Na Metrópole, agora Portugal, ocorreu uma revolução por uns, chamada de Cravos, por outros, 25 de abril, mas com um denominador comum, aquela que mudaria as nossas vidas para sempre. A ditadura de direita comandada por Marcello Caetano foi derrubada e como peças de dominó empurradas por uma falangeta invisível, as colónias foram conseguindo a independência. Angola viu-a surgir no dia 11 de novembro de 1975.
Ali, agora, éramos portugueses e as nossas vidas corriam risco, como nunca. O caminho era o da fuga, mas como? A minha mãe carregava, com peso, o meu irmão no ventre. Não podia… estávamos retidos pela esperança.
Duas ou três semanas após o seu nascimento, já no ano novo de 1976 conseguimos embarcar num avião da TAP, na denominada "ponte aérea" e seguimos rumo ao desconhecido.
Lisboa mostrou-se fria, naquela manhã de janeiro. Dentro da arca de madeira poucas peças dariam luta àquela temperatura. Mas, fosse todo o frio o da atmosfera.

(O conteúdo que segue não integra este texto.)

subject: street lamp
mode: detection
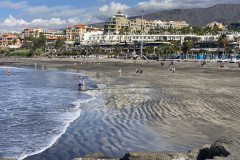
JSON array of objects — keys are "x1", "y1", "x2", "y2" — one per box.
[
  {"x1": 66, "y1": 20, "x2": 68, "y2": 41},
  {"x1": 141, "y1": 9, "x2": 144, "y2": 56}
]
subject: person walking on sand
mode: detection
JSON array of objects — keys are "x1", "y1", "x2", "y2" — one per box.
[
  {"x1": 78, "y1": 76, "x2": 82, "y2": 90},
  {"x1": 136, "y1": 68, "x2": 139, "y2": 73},
  {"x1": 118, "y1": 68, "x2": 122, "y2": 77},
  {"x1": 82, "y1": 78, "x2": 85, "y2": 90}
]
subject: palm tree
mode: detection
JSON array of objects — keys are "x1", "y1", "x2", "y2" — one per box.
[{"x1": 218, "y1": 34, "x2": 229, "y2": 54}]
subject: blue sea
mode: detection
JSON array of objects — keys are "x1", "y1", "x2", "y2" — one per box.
[{"x1": 0, "y1": 66, "x2": 96, "y2": 159}]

Santarém não nos recebeu bem. Não éramos portugueses, não éramos angolanos. Não éramos nada… nada, outra vez.
Ocupamos uma casa desabitada cujo dono desconhecíamos, num monte afastado e isolado, pedimos a ajuda do Estado que nos providenciou um montante de sobrevivência.
Os canaviais foram trocados pelas lezírias, o chão quente do verão eterno, pelo chão gélido de inverno e escaldante de verão. Já não havia Leão, Jamila ou Felismino, terra a perder de vista ou mar afastado pelas chaimites.
Angola cuja terra devorava os meus tios e primos tornara-se estranha e hostil. Tal como Portugal.
- Somos diferentes, somos porventura mais modernos, avançados, arejados. Podemos fazer algo com o que Deus nos deparou. - Disse a minha mãe numa ânsia de fazer progredir aquela terra tacanha e cicatrizada por décadas de "deus, Pátria, Família".
Não foi fácil, mas foi possível. O meu pai arranjou emprego numa quinta e a minha mãe numa repartição pública. Compraram o monte. Eu segui os meus estudos e licenciei-me em engenharia civil, uma área pouco feminina, mas que me providenciou um futuro. O meu irmão é médico e voltou à terra cujo ar respirou por pouco mais de três semanas, integrando uma missão da Associação Médicos do Mundo.
Pisou a terra do verão eterno, voltou a nossa "machamba", mas lá já não havia nada… nada.